今やメディアやマスコミで盛んに絶滅危惧種と煽られつつも、土用の丑の日には大手スーパーを通じて大量に販売消費される不思議な魚。

街を歩いていると、ウナギ屋から漂ってくる香ばしい匂いはわたしたちの胃袋を刺激してやまない。

淡水で釣りをしない人、水辺と縁がすくない生活をしている人はウナギが特別な生き物だと思っていると思うが、彼らは意外にも身近な都市河川でも生息している。

目次

ウナギ釣りで体験できること

ORETSURIでは貧果ながら幾度かウナギ釣りの記事を紹介してきたが、SNSの時代「ウナギをとるな!○△×!」と過激な意見が登場することもある。

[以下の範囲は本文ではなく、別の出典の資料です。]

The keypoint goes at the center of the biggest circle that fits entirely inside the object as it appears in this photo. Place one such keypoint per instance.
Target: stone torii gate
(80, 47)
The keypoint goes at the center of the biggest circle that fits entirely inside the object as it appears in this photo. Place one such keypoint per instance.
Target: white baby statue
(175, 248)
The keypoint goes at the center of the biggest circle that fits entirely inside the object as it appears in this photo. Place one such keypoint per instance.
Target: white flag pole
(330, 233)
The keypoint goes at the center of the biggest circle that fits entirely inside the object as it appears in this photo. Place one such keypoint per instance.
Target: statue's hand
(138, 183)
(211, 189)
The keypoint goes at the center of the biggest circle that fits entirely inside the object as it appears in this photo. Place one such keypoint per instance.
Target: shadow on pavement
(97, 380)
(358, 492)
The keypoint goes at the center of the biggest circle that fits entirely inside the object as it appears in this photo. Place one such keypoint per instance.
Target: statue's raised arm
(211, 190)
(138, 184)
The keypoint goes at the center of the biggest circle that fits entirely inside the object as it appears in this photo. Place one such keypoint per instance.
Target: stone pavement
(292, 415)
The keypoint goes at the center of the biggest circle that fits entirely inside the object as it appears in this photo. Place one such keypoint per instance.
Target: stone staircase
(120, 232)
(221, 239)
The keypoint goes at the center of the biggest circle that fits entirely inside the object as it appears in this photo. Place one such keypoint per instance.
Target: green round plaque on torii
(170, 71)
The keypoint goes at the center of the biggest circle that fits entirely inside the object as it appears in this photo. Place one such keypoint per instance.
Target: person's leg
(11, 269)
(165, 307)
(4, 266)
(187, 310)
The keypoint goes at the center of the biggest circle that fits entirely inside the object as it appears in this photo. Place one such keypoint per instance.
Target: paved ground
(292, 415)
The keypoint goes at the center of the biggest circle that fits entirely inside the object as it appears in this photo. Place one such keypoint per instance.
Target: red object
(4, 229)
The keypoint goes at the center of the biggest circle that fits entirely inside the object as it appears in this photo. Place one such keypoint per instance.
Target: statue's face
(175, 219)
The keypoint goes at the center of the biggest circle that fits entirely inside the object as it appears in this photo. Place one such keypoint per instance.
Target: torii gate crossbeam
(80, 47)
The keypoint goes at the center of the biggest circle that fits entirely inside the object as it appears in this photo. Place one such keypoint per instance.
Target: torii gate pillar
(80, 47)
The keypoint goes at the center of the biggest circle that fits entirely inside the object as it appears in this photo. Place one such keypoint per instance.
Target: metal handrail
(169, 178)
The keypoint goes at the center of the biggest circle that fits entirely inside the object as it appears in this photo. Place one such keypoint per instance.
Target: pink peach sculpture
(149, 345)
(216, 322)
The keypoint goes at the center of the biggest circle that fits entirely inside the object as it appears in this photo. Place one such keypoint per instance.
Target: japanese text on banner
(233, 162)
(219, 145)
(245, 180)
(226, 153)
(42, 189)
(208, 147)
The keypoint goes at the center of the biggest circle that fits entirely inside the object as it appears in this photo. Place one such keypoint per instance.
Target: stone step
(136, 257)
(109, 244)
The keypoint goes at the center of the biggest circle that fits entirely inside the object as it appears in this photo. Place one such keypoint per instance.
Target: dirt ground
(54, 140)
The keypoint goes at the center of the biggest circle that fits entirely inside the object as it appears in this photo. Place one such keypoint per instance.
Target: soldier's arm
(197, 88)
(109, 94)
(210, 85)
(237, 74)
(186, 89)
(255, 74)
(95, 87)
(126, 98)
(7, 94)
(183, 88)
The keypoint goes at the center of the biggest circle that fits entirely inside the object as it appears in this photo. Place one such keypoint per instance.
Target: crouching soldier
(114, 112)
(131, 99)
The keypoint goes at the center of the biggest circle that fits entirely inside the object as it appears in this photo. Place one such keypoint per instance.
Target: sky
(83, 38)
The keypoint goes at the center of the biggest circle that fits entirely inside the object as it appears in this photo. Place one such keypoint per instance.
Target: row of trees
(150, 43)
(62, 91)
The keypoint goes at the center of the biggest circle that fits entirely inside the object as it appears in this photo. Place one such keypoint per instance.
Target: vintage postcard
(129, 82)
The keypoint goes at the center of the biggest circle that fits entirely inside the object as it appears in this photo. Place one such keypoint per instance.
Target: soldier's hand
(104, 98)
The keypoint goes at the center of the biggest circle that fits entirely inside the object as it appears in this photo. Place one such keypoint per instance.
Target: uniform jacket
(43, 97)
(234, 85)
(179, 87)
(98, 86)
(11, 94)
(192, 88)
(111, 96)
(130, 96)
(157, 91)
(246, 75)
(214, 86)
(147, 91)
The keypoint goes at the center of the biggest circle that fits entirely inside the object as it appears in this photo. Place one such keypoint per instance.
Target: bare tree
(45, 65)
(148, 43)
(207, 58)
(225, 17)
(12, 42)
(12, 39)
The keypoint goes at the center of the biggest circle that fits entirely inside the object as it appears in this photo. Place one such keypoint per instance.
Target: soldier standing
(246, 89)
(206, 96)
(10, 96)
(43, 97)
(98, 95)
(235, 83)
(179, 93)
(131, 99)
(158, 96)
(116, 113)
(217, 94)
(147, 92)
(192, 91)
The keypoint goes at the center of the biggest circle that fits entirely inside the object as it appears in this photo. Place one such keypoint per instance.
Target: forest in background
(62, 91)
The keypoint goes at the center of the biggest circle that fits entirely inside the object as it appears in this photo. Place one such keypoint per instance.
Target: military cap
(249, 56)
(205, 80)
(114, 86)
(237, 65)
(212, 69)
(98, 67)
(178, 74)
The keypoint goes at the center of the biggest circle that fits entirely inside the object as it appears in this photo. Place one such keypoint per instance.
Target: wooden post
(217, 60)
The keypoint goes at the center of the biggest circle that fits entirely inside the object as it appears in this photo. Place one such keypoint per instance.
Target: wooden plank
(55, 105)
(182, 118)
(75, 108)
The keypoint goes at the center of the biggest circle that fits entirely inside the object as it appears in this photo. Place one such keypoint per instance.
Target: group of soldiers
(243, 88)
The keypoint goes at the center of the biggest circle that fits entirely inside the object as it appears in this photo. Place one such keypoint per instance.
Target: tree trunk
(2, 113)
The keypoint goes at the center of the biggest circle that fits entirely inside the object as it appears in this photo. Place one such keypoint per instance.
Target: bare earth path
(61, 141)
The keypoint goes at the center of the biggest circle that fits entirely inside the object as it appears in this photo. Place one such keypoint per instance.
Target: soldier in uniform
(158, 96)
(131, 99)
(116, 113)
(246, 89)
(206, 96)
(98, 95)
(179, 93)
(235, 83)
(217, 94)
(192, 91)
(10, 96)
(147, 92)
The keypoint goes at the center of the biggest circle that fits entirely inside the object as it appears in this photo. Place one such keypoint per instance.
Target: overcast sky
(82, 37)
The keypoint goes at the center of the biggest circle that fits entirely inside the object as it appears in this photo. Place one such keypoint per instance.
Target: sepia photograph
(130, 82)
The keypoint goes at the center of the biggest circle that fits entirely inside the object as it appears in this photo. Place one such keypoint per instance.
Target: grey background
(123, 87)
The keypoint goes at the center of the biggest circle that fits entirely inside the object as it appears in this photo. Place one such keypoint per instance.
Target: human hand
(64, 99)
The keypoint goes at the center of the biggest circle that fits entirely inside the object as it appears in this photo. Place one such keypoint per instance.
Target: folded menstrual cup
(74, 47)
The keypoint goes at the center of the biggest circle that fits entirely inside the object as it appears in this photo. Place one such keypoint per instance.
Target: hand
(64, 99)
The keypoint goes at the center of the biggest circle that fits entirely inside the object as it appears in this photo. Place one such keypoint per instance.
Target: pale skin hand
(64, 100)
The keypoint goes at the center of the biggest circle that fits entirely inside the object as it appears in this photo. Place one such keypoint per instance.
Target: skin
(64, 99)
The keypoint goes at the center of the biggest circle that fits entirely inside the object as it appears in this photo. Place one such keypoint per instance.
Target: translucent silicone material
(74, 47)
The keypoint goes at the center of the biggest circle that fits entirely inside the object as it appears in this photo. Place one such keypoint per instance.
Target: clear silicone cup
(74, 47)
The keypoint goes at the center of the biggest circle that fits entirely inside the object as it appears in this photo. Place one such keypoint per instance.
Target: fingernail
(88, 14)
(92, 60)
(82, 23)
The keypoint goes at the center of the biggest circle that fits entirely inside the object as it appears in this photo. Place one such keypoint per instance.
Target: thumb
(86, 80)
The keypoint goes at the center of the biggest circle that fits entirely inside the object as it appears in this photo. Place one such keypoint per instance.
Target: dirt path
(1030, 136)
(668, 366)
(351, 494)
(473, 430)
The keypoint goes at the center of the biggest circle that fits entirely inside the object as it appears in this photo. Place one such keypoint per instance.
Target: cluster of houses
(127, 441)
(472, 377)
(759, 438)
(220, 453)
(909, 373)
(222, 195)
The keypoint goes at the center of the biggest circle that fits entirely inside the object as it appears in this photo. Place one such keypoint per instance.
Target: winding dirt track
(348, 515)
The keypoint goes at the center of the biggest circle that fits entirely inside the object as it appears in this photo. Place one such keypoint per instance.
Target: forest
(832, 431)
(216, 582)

わたしがウナギを釣りの記事で読者に伝えたいのは3つある。

  • ウナギはわたしたちのすぐ身近にいる魚である
  • 自分でとって食べることは楽しい
  • もっと身近な自然環境の向上に注目しよう

自然環境を親しむ趣味は色々あるが、自然に分け入りあれこれ頭をひねりつつ工夫をして獲物として動物をとり、味覚でも自然を知ることができる趣味は、猟と釣りぐらいだろう。

猟は免許や狩りができる場所まで行く必要があるが、釣りの場合は免許は必要ないし獲物によっては身近な場所でチャレンジできる。

あなたの街にも、ウナギがいる、かも

あなたの住んでいる街、なじみ深い町に流れる川にも、ウナギが住んでいるかもしれない。

  • そこはヘドロが沈殿してメタンガスの泡がはじける幅数メートルのドブ川かもしれない
  • そこは水質が改善されつつある大都市河川かもしれない

こうした身近な場所で釣りを続けていると、必然的に環境に興味をもつようになると思う。

  • この用水路からの流れ込みはなぜ温かくて臭いのだろうか
  • この流入河川はほとんど水量がないな
  • この川は護岸ばかりで魚が住めなそうだな
  • やけに鯉と錦鯉が目立つな

やがてあなたは地方自治体の税金や公共事業の使途やなどにも興味をもつようになるかもしれない。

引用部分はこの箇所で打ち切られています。